Black mothers face particular hardship in the U.S., where their pregnancy-related mortality is more than three times that of white women, according to the independent health research nonprofit Kaiser Family Foundation.
According to the Alameda Health System, Centering programs are shown to reduce racism-based disparities in maternal health outcomes such as pre-term birth and low birth weight.
Musician Jackie Gage, left, plays a lullaby she co-wrote at the Alameda County Health Department in Oakland, Calif., on Thursday, Sept. 12, 2024. The project pairs professional musicians with expecting mothers, and together they compose and sing personalized lullabies for their babies. (Jane Tyska/Bay Area News Group)
At the Lullaby Project’s finale, mothers in the BBBCP revealed how they had found a nurturing maternal community, one that bonded through their pregnancies that led to both songs and healthy babies.
BBBCP Director Jyesha Wren said she was proud to see the swath of genres and styles during the performances as mothers bounced between more traditional 3:4 timed lullabies, synth-laced R&B, a spoken-word verse and gospel.
“I knew that was going to happen. Black music is so diverse,” Wren said. “Before this group, the Lullaby Project had only been in our Spanish Centering groups, which was also beautiful. But when our team played the Spanish tapes, they were all like, ‘This is gorgeous, but are we going to be able to have our music?’ ”
Shalonda Jones, who just had her fifth daughter, described how the same lullabies had been passed along for generations in the Black community. The Lullaby Project was an opportunity to write her own song, pass it down and add to her family’s culture.
“Music has been such a powerful form of healing for the Black community in the United States,” Wren said. “Gospel is one of those forms of healing. You go to a Black Church, and there’s a lot of healing and medicine in that music.”

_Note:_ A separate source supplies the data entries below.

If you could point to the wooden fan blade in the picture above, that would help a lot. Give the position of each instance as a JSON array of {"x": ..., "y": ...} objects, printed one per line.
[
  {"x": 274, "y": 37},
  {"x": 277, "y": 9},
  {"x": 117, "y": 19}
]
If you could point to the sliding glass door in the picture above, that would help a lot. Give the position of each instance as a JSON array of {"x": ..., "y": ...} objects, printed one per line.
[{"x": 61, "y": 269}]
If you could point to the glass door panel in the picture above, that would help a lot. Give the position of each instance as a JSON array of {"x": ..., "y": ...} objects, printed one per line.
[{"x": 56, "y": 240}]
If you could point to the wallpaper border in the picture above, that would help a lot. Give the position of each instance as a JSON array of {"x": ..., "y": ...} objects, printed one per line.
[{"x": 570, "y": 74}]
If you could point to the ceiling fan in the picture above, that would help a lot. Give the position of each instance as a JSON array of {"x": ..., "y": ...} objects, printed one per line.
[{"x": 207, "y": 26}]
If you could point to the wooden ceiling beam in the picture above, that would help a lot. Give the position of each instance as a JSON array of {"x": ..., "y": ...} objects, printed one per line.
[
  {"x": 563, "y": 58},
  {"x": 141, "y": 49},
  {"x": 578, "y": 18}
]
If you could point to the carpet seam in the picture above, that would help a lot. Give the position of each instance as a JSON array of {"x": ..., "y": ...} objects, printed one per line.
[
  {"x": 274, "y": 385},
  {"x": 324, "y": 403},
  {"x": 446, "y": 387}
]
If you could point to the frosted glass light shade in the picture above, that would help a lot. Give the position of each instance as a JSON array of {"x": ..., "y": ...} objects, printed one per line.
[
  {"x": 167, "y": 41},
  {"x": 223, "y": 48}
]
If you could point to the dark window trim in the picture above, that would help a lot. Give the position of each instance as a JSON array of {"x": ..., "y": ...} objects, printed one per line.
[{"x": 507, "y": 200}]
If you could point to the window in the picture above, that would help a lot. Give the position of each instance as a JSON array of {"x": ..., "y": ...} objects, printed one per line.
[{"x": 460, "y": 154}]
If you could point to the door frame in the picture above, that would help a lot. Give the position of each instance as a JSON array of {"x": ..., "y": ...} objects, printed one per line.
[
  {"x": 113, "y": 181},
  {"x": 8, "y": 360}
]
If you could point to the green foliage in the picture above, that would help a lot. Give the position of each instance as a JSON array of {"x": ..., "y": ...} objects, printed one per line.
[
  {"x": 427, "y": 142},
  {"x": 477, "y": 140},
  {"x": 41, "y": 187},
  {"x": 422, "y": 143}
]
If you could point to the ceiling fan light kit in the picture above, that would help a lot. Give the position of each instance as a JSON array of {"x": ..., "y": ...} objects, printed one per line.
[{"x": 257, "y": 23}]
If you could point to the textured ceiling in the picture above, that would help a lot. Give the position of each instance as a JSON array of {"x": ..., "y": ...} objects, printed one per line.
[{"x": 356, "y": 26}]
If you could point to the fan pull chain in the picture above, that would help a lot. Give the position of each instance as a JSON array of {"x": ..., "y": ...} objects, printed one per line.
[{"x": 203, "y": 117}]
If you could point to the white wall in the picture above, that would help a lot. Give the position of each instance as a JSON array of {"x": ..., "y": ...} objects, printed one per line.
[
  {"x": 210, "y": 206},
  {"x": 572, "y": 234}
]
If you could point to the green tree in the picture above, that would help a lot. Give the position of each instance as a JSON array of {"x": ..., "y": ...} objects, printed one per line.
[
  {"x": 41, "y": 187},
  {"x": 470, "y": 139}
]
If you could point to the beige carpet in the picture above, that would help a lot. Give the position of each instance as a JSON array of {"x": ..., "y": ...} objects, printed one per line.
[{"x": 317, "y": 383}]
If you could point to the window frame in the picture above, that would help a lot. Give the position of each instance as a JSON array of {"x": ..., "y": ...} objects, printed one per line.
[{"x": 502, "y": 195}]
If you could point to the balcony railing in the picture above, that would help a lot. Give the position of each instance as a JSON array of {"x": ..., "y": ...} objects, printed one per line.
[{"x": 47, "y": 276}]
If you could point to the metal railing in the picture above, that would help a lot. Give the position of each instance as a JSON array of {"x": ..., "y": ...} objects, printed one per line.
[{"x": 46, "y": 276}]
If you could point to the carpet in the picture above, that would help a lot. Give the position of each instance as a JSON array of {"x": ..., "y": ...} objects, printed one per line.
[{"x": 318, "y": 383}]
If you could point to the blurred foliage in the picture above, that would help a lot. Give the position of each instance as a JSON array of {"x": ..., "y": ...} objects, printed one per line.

In Jones’s gospel song, mothers sang in unison to a one-word chorus: “love, love, love.” As mothers swayed with their infant on their lap, the stodgy hospital meeting room felt like a church service on Sunday. A box of tissues was quickly passed around the room.
Musician Jackie Gage, left, plays a lullaby she co-wrote at the Alameda County Health Department in Oakland, Calif., on Thursday, Sept. 12, 2024. The project pairs professional musicians with expecting mothers and together they compose and sing personalized lullabies for their babies. (Jane Tyska/Bay Area News Group)
Gage, who worked with Jones and McGowan, initially worried about whether the songs she worked on with the mothers would live up to their expectations. A self-described perfectionist, Gage felt pressure to write lullabies that reflected the immense effort and joy of having a child.
“I wanted to make sure that we capture the importance of the messages they wanted to send to their newborns,” Gage said. “It was a mix of a lot of joy and excitement creating these songs.”
She quieted her perfectionist thoughts with advice from her mentor Meena Bhasin, the co-director of Noe Music: “What we see as not perfect is going to be beautiful to someone else.”
Bridgett Price, another mother in the program, felt an immediate connection with Gage when they met to discuss the themes and ideas she wanted in her lullaby: comfort, trust and a story about family.
“She hit it right on the head,” Price said. “She was even able to make some suggestions, because the song inspired her, as well. I remember she said she felt the song was connected to nature. And I said I would love some nature sounds.”
The song debuted to the class on Thursday, beginning with the sounds of a flowing rainforest. Then a dreamy recording of Price reading a letter to her son: “Dear, Ezra. The Helper.” Price had said earlier that Ezra always calmed down when she heard the words. As if on queue, Ezra was fast asleep in a yellow jumpsuit in his mother’s lap.
“It’s almost like he’s always understood the message of what I wanted to get through the lullaby,” Price said.